Invention Title:

Adding Voice or Chat User interface to graphical user interface (gui)-based virtualized applications and desktops using large language and large action models

Publication number:

US20260037286

Publication date:

2026-02-05

Section:

Physics

Class:

G06F9/452

Inventors:

Mukund Ingale 🇺🇸 Pompano Beach, FL, United States

Hubert Divoux 🇺🇸 Parkland, FL, United States

Applicant:

Citrix Systems, Inc. 🇺🇸 Fort Lauderdale, FL, United States

Smart overview of the Invention

The described methods and systems aim to enhance remote desktop interfaces by integrating voice or chat user interfaces with graphical user interface (GUI)-based virtualized applications and desktops. This integration utilizes large language models (LLMs) and large action models (LAMs) to interpret user requests and execute corresponding actions within remote desktop applications. The system provides a more accessible and flexible user experience, especially on devices with limited display capabilities or for users who prefer hands-free interaction.

Technical Approach

A computing system is designed to train a LAM using historical or live interaction data from remote desktop sessions. This training enables the LAM to execute textual actions within a remote desktop application. When a user makes a declarative request via voice or chat, the LLM interprets it to match a specific action, possibly engaging in a conversational process to determine necessary parameters. The LAM then executes the action and communicates the result back to the user through the same voice or chat interface.

System Components

The system comprises several key components: a virtualization system for desktops/applications, a large language model, and a large action model. The remote desktop client application supports voice user interfaces (VUIs) and chat user interfaces (CUIs), allowing users to make high-level requests in a conversational manner. This approach differs from traditional imperative command styles, enhancing accessibility and usability across various devices, including those without conventional displays.

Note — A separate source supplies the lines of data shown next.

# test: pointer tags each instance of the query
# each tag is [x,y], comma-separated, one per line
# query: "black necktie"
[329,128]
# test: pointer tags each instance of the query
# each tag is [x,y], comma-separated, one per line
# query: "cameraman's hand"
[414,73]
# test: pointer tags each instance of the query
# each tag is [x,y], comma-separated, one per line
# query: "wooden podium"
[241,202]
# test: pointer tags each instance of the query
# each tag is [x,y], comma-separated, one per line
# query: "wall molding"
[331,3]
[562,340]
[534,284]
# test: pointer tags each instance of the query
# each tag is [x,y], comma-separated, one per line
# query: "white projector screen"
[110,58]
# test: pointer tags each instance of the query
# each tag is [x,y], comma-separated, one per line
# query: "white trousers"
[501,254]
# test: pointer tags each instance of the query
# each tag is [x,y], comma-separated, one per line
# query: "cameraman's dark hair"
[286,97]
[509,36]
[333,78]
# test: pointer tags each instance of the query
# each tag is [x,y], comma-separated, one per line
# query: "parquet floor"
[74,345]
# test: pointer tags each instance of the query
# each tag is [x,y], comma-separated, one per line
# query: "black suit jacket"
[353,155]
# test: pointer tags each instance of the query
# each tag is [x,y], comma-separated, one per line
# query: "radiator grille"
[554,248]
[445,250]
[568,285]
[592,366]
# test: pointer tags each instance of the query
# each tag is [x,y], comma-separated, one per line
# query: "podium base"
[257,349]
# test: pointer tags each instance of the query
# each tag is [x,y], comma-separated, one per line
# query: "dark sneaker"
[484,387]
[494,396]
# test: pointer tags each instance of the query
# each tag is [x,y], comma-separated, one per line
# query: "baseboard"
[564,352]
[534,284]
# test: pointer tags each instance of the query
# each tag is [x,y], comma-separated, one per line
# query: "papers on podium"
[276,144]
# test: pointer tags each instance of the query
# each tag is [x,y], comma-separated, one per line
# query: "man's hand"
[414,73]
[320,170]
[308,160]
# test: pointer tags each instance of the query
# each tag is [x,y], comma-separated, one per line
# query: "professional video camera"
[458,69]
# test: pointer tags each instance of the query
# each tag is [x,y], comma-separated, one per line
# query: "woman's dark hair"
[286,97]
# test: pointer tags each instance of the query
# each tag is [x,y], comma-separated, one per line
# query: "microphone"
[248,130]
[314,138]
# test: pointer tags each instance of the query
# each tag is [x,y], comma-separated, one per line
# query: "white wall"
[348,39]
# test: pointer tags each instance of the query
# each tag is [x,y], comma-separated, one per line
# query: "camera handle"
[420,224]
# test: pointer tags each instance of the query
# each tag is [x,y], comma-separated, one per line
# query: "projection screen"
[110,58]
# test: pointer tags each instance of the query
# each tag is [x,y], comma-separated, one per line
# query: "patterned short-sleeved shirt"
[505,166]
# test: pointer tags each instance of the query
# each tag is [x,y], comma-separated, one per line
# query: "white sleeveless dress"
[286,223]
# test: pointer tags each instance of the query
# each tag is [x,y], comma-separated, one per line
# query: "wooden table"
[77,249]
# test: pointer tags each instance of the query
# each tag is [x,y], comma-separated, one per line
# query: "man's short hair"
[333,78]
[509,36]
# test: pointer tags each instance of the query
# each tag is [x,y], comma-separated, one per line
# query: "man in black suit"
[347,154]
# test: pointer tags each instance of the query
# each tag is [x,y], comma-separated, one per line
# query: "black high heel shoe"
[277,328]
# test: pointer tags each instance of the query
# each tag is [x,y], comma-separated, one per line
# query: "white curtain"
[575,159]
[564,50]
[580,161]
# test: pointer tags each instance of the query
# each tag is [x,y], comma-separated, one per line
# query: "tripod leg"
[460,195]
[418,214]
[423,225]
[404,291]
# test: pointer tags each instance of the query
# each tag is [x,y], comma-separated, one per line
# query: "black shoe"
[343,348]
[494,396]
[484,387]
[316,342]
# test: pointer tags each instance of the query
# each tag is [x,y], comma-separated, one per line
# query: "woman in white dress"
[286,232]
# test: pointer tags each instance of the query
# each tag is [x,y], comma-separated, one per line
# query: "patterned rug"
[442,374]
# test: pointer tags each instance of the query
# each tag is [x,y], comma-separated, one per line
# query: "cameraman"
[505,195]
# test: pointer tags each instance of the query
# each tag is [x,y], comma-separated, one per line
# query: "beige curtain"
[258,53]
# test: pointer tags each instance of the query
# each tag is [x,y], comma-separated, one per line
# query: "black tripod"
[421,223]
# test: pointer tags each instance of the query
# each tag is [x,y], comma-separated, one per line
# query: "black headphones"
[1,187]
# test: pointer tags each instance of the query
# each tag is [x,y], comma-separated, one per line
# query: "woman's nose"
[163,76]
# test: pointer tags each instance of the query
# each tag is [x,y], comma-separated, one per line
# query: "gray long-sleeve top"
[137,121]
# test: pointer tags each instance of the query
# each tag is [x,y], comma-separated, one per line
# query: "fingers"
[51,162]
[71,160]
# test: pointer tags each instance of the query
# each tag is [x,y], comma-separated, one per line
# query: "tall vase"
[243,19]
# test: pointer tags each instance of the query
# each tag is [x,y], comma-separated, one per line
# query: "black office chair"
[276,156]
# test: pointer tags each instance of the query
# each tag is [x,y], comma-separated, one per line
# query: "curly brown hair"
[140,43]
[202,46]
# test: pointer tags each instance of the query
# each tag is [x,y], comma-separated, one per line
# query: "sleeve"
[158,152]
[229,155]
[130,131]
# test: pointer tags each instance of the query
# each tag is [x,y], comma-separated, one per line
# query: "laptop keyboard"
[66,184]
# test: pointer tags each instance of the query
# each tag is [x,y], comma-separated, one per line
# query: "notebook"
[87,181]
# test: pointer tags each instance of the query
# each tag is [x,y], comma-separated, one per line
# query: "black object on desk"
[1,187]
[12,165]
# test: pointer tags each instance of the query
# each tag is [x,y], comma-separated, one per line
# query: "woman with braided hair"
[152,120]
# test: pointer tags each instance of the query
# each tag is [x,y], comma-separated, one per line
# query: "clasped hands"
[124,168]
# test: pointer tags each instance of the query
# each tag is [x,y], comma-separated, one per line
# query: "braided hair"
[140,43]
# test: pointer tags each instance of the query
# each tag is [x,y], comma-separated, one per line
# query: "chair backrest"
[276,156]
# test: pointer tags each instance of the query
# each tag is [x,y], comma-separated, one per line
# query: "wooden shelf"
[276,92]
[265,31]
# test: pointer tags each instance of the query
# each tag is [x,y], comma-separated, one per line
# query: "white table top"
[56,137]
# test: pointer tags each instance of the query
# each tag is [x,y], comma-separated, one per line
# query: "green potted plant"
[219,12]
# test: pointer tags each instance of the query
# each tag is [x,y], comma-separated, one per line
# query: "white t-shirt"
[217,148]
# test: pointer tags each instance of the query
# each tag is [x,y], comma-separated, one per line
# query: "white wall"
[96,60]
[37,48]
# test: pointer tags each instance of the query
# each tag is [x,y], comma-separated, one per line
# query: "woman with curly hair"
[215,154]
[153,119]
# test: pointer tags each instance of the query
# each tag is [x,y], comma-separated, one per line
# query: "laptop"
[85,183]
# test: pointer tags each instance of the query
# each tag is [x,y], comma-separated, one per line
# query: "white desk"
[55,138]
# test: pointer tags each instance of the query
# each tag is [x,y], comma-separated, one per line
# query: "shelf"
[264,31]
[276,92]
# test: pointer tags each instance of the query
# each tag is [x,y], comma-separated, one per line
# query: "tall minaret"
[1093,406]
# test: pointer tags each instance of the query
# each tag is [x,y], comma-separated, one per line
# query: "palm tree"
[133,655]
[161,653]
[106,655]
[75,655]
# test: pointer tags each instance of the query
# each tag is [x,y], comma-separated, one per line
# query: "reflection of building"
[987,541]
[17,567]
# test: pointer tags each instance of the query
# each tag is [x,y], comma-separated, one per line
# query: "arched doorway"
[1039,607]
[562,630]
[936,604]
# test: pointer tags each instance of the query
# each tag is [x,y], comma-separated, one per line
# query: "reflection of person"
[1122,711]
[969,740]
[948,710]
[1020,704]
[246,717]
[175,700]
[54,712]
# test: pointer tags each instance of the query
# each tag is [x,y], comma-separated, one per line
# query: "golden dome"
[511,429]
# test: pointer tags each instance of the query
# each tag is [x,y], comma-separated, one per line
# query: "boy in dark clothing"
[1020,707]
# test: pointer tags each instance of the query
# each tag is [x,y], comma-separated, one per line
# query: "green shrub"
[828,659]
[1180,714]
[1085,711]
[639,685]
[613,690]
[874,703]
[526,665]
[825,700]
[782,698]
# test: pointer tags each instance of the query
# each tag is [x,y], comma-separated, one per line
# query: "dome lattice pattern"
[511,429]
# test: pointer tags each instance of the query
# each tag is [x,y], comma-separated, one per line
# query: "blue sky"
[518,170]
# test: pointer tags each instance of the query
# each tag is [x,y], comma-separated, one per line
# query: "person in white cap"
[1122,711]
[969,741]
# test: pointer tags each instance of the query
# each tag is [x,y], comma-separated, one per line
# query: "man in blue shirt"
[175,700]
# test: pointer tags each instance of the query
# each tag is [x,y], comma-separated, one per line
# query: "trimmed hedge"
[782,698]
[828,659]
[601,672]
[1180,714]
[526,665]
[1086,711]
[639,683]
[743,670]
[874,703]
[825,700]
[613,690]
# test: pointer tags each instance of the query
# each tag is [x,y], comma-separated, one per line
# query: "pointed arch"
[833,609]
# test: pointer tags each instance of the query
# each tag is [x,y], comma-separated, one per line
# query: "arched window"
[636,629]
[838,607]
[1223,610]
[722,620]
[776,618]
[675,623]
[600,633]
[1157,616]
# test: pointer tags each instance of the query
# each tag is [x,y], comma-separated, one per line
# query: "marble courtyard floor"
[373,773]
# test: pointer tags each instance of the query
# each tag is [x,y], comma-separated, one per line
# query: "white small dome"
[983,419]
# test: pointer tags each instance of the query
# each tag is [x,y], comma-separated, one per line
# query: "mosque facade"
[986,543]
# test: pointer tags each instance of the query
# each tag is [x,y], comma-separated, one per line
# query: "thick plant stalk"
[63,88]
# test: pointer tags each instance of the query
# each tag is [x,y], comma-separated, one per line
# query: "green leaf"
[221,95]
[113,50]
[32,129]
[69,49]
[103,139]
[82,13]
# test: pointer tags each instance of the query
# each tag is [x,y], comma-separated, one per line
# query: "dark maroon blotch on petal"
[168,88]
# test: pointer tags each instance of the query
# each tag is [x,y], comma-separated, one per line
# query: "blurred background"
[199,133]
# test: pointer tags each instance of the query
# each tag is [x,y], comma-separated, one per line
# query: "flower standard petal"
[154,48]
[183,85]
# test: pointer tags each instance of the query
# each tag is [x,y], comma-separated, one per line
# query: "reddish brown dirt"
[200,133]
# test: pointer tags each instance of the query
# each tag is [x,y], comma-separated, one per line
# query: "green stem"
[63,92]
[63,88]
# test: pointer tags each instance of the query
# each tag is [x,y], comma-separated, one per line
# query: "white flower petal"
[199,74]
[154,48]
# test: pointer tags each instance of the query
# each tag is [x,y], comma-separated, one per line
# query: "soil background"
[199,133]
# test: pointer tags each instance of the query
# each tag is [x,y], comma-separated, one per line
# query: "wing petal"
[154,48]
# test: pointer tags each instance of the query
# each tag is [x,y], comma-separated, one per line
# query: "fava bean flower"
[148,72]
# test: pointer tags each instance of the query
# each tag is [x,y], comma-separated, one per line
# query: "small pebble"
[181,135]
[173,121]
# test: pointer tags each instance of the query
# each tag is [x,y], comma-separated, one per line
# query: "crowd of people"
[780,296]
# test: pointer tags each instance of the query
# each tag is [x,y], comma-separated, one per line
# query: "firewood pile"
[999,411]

Implementation and Benefits

The implementation of this system does not require additional coding, making it a no-code solution applicable to existing virtualized applications and desktops. It enables new usage scenarios by allowing voice and chat interactions, thereby extending the functionality of legacy systems. The system supports various client devices, from small form-factor devices like smart glasses to standard devices like smartphones and tablets, facilitating broader adoption and flexibility.

Conclusion

This innovative approach enhances the functionality and accessibility of GUI-based virtualized applications and desktops by integrating advanced AI models for voice and chat interactions. By enabling high-level declarative requests, the system provides users with a seamless and efficient way to interact with remote desktop applications, regardless of the device form factor. This advancement represents a significant step forward in the evolution of remote desktop technologies, offering increased convenience and adaptability for diverse user needs.